# bluetooth+zamknięta klapa od thinkpada

## donmateo

Witam

Szukam rozwiązania następującego problemu: wykorzystałem telefon Sony Ericsson k800i i jego bluetooth jako pilot do Exaila i chciałbym aby system odpowiadał również wtedy gdy klapa od lapka jest zamknięta. Gdy jest otwarta i wpiszę hasło to wszystko jest ok. Mam thinkpada r61i. Dodam, że po zamknięciu i otworzeniu klapy system prosi o hasło - chciałbym aby tak zostało. Da się to jakoś rozwiązać?

donmateo

PS. Wesołych Świąt  :Smile: 

----------

## SlashBeast

Co sie prosi o haslo, jakis kbluetooth, gnome-bluetooth czy jakis inny sprytny program?

----------

## donmateo

Nie, nie nic z tych rzeczy. Może źle się wyraziłem ale o hasło prosi gnome (może xdm, nie wiem dokładnie), tzn gdy otworze klape to żeby kontynuować pracę muszę wpisać hasło użytkownika.
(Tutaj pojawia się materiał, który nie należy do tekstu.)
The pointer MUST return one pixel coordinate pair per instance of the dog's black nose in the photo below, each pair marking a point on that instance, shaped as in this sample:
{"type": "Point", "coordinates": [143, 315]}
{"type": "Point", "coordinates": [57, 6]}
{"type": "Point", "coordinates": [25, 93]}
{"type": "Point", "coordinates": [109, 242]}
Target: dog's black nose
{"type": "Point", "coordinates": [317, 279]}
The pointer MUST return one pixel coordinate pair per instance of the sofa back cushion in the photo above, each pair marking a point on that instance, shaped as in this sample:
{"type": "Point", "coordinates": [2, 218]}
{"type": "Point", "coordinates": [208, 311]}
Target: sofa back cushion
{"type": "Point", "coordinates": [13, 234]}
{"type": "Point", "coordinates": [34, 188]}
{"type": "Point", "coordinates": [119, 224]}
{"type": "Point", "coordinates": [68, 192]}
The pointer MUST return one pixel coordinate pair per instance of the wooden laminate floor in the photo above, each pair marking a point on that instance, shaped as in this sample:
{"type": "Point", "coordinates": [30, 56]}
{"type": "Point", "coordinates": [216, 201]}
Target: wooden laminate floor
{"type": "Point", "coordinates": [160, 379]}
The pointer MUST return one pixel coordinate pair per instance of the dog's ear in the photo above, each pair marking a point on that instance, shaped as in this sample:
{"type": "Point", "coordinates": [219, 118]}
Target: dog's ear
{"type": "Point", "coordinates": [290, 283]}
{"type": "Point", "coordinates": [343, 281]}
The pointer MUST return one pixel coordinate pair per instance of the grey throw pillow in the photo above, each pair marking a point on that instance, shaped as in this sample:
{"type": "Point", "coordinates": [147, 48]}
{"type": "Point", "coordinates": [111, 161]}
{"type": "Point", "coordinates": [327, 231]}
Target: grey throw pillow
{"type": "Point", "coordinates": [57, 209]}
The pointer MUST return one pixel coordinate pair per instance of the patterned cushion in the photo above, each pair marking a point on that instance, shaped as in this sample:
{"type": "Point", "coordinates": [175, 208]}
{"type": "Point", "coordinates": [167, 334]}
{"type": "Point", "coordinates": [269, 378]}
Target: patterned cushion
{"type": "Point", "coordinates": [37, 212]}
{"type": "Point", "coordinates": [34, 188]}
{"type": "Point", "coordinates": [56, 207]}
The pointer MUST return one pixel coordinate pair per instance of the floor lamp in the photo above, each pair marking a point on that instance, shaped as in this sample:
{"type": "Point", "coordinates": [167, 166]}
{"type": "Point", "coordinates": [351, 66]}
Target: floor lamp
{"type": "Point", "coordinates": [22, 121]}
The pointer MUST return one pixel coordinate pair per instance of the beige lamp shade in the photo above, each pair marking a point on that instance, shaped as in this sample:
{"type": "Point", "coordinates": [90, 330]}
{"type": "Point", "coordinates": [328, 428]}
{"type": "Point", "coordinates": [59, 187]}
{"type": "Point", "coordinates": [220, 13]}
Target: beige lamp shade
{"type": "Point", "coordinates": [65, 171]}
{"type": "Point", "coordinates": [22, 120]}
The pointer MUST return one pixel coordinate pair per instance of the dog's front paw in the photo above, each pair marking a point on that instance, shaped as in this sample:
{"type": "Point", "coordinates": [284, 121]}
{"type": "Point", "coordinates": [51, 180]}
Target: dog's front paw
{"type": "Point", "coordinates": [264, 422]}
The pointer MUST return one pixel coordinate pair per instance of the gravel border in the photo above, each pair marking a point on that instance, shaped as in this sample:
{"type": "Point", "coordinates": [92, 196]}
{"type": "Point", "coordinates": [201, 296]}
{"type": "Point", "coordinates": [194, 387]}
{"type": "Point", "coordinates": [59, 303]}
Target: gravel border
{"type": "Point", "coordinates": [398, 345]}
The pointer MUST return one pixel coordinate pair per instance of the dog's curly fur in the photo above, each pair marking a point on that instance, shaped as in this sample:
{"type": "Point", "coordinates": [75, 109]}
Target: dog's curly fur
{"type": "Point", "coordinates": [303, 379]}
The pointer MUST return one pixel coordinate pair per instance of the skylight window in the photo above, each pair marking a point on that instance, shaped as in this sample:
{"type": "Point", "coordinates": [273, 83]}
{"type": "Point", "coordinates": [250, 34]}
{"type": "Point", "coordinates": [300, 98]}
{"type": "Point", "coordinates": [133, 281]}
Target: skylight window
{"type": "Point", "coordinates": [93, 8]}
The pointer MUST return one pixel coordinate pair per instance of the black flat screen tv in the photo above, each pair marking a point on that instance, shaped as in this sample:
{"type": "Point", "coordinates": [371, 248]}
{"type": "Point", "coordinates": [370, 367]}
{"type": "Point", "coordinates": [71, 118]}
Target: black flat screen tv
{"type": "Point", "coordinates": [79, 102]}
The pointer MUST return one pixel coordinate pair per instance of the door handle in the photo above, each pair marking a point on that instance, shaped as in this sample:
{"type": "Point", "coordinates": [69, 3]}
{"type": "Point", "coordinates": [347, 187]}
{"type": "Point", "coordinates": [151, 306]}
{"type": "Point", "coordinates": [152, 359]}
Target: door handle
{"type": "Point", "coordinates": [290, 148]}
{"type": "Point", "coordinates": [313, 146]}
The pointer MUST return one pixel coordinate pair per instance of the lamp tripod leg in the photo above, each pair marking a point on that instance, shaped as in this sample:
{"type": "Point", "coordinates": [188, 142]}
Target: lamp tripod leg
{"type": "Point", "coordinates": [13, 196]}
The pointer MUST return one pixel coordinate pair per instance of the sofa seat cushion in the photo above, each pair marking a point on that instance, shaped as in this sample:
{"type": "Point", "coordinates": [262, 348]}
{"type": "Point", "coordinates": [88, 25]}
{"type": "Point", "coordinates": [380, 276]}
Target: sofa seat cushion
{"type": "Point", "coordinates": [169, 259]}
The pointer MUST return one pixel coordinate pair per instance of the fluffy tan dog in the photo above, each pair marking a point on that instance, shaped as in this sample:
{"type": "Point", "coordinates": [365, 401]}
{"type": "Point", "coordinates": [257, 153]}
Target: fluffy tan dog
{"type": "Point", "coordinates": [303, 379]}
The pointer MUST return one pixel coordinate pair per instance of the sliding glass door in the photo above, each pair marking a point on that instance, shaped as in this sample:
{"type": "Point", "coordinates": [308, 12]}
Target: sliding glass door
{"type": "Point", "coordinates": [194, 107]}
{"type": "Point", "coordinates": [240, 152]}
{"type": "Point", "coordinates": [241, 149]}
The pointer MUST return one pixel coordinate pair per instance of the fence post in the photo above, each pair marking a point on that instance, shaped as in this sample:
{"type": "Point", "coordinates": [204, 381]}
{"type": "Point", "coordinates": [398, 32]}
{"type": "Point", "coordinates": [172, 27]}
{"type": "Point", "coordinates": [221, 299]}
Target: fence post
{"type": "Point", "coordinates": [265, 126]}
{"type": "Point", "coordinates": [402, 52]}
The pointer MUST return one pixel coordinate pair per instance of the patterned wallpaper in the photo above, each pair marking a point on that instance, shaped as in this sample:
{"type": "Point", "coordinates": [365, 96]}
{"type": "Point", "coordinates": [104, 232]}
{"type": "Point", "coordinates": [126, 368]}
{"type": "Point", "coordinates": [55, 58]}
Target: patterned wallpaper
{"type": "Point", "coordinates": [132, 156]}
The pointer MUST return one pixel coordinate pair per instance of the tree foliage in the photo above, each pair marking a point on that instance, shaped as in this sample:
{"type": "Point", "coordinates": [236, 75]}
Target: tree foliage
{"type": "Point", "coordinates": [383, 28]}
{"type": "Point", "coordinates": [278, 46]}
Hmm...myślałem że właśnie to "wstrzymanie sesji" może być problemem...

SlashBeast, rozwiązywałeś może kiedyś taki problem?

----------

## SlashBeast

Nie uzywam gnome ani kde, nawet zadnego xdma. Problem mnie nie dotyczy. Poczekaj na kogos kto uzywa gnome moze on Ci cos podpowie.

----------

## donmateo

Witam.

Tak jak myślałem problem jest z sesją gnoma. Gdy w System->Preferences->Power Management zmienię "when laptop lid is closed" na "do nothing" wszystko jest dobrze, po zamknięciu klapy pilot działa. Ale ja chciałbym aby to hasło dalej było. Da się to jakoś ominąć?

----------

## Qlawy

 *donmateo wrote:*   

> Witam.
> 
> Tak jak myślałem problem jest z sesją gnoma. Gdy w System->Preferences->Power Management zmienię "when laptop lid is closed" na "do nothing" wszystko jest dobrze, po zamknięciu klapy pilot działa. Ale ja chciałbym aby to hasło dalej było. Da się to jakoś ominąć?

 

TO hasło o którym mówisz jest hasłem związanym z zablokowaną sesją, spróbuj poszukać programu/apletu który blokuje tylko ekran. Ewentualnie możesz spróbować ominąć mechanizm związany z sesją, czyli uruchamiać program od pilota czy co tam masz z konsoli prosto  :Wink: 

Pytanie jednak, dlaczego tak bardzo chcesz to hasło?

----------

## donmateo

No to od początku:

1. W xdm loguję się jako zwykły user

2. Program nasłuchujący uruchamiam tak:

hidd --server

No i teraz: dlaczego jak walne hidd z uprawnieniami roota to po zamknięciu klapy on nie nasłuchuje, skoro jestem zalogowany jako zwykły user? Co dokładnie blokuje zamknięcie klapy? Co myślicie o tym żeby utworzyć zadarzenie acpi łączące zamknięcie klapy z komendą hidd --server?

 *Quote:*   

> Pytanie jednak, dlaczego tak bardzo chcesz to hasło?

 

Jak normalny użytkownik linuxa prawie w ogóle nie wyłączam komputera, często stoi kilka dni z zamkniętą klapą gdy mnie nie ma i chciałbym żeby tak zostało  :Smile: 

 *Quote:*   

> spróbuj poszukać programu/apletu który blokuje tylko ekran

 

Ok, poszukam. A jak ktoś coś takiego wykorzystuje to może rzucić nazwą  :Smile: 

 *Quote:*   

> Ewentualnie możesz spróbować ominąć mechanizm związany z sesją, czyli uruchamiać program od pilota czy co tam masz z konsoli prosto

 

czyli jak walnę hidd --server to omijam mechanizmy sesji? To ma ktoś jakiś pomysł co blokuje nasłuchiwanie?

----------

## Qlawy

 *donmateo wrote:*   

>  *Quote:*   Ewentualnie możesz spróbować ominąć mechanizm związany z sesją, czyli uruchamiać program od pilota czy co tam masz z konsoli prosto 
> 
> czyli jak walnę hidd --server to omijam mechanizmy sesji? To ma ktoś jakiś pomysł co blokuje nasłuchiwanie?

 

miałem na mysli konsolę, nie terminal, czyli nie w xach.

----------

## sza_ry

Zamknięcie klapy usypia Ci kompa. Dlatego nic nie odpowiada dopóki go nie obudzisz.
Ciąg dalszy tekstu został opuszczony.